A folga deverá ser concedida a partir da comprovação, pela funcionária, da realização dos exames, por meio de declaração ou atestado emitido pela unidade de saúde responsável pelo atendimento. A proposta também determina que o benefício não poderá ser vinculado ou compensado com férias, feriados, banco de horas ou outros direitos trabalhistas.
De acordo com o texto, o Poder Executivo poderá celebrar convênios e parcerias com entidades públicas e privadas da área da saúde, com o objetivo de facilitar o acesso das mulheres a esses exames. Já as empresas deverão incentivar suas trabalhadoras a realizarem os exames preventivos, colaborando com campanhas de conscientização e fornecendo as informações necessárias.

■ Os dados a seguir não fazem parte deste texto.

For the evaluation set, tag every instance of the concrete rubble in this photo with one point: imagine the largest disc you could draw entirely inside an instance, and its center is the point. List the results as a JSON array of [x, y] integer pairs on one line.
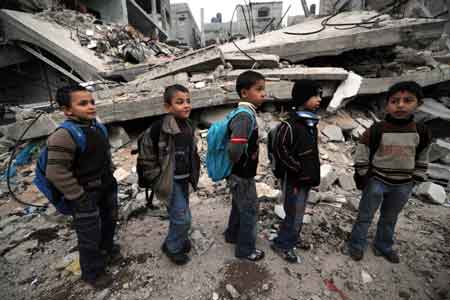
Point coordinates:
[[355, 66]]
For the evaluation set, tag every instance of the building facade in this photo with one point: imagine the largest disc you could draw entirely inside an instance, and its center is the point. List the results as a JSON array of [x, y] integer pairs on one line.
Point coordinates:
[[184, 28]]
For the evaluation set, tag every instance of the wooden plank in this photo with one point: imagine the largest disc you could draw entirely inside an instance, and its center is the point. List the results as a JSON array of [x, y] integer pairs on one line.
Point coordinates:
[[296, 73], [240, 61], [205, 59], [333, 41]]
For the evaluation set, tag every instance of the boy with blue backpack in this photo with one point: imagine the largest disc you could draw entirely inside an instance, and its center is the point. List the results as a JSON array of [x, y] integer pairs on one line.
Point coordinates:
[[242, 147], [168, 163], [78, 167], [294, 153]]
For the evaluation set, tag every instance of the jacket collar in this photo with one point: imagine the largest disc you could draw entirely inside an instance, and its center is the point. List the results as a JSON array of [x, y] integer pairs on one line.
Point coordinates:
[[248, 105]]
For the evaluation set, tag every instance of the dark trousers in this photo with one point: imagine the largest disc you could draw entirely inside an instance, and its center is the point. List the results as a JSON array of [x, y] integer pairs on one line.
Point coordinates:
[[392, 199], [179, 216], [95, 220], [244, 213], [294, 206]]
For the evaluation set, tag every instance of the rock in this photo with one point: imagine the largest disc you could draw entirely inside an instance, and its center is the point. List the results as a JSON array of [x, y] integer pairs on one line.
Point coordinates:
[[103, 295], [334, 133], [121, 174], [265, 191], [134, 206], [347, 182], [438, 150], [366, 123], [118, 137], [327, 177], [365, 277], [65, 261], [432, 193], [279, 211], [232, 291], [209, 116]]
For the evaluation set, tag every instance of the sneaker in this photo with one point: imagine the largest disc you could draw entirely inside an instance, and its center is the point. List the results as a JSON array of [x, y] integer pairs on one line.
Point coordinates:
[[391, 256], [187, 246], [100, 282], [355, 254], [288, 255], [179, 258], [255, 256]]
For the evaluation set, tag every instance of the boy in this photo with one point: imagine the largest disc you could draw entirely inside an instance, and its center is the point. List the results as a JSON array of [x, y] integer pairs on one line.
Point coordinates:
[[86, 180], [243, 150], [296, 149], [169, 161], [386, 173]]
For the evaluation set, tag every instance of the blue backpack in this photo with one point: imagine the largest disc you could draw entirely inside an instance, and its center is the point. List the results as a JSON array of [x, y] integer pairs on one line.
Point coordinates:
[[217, 158], [55, 197]]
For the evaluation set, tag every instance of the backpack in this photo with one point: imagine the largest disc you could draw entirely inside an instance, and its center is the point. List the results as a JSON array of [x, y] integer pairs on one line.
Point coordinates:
[[217, 158], [55, 197], [374, 142], [277, 167]]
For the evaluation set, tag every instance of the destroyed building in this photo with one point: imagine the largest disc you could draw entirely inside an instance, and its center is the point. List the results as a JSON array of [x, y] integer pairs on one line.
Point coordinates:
[[355, 63], [184, 27]]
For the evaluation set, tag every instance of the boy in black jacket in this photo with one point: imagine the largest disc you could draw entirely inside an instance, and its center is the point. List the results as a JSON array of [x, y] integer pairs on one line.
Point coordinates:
[[297, 150]]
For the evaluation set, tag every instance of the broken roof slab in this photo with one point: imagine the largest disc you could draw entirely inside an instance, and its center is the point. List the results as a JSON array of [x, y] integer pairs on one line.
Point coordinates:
[[333, 41]]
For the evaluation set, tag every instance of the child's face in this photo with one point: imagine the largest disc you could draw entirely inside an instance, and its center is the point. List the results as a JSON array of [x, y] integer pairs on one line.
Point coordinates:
[[82, 106], [256, 93], [180, 105], [313, 103], [402, 105]]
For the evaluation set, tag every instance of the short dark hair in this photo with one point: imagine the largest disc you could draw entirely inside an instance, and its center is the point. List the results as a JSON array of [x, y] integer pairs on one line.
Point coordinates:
[[63, 94], [171, 90], [410, 86], [246, 80]]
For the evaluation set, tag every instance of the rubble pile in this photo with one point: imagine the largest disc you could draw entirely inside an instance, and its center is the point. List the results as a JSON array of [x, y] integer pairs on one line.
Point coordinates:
[[122, 42]]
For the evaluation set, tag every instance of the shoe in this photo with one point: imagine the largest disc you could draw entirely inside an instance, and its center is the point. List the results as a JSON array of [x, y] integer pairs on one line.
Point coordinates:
[[187, 246], [391, 256], [229, 240], [288, 255], [255, 256], [355, 254], [101, 282], [179, 258]]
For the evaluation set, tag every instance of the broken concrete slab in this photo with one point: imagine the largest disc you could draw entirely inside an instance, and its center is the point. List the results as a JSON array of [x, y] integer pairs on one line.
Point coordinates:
[[370, 86], [432, 193], [296, 47], [205, 59], [296, 73], [240, 61], [334, 133]]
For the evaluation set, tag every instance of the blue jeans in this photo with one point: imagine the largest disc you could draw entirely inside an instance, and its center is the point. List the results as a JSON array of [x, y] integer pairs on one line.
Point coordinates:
[[244, 214], [179, 217], [392, 199], [294, 207]]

Para Sarah Poncio, uma das maiores dificuldades enfrentadas pelas mulheres é conciliar as responsabilidades familiares e profissionais com os cuidados com a própria saúde. “Essa medida, além de proteger a saúde da mulher, representa um investimento social e econômico, já que o diagnóstico precoce reduz custos com tratamentos mais complexos e onerosos ao sistema público de saúde”, explicou a parlamentar.
O Governador em exercício vetou os artigos da medida que tratavam da inclusão de servidores públicos estaduais no rol abrangido na lei, além da autorização de folga para esses servidores que forem acompanhantes de cônjuge ou dependente legal na realização dos exames. Na justificativa, ele apontou que os dispositivos em questão, ao pretenderem tratar sobre regime jurídico de servidor público estadual, violam a competência privativa do Poder Executivo para versar sobre o tema.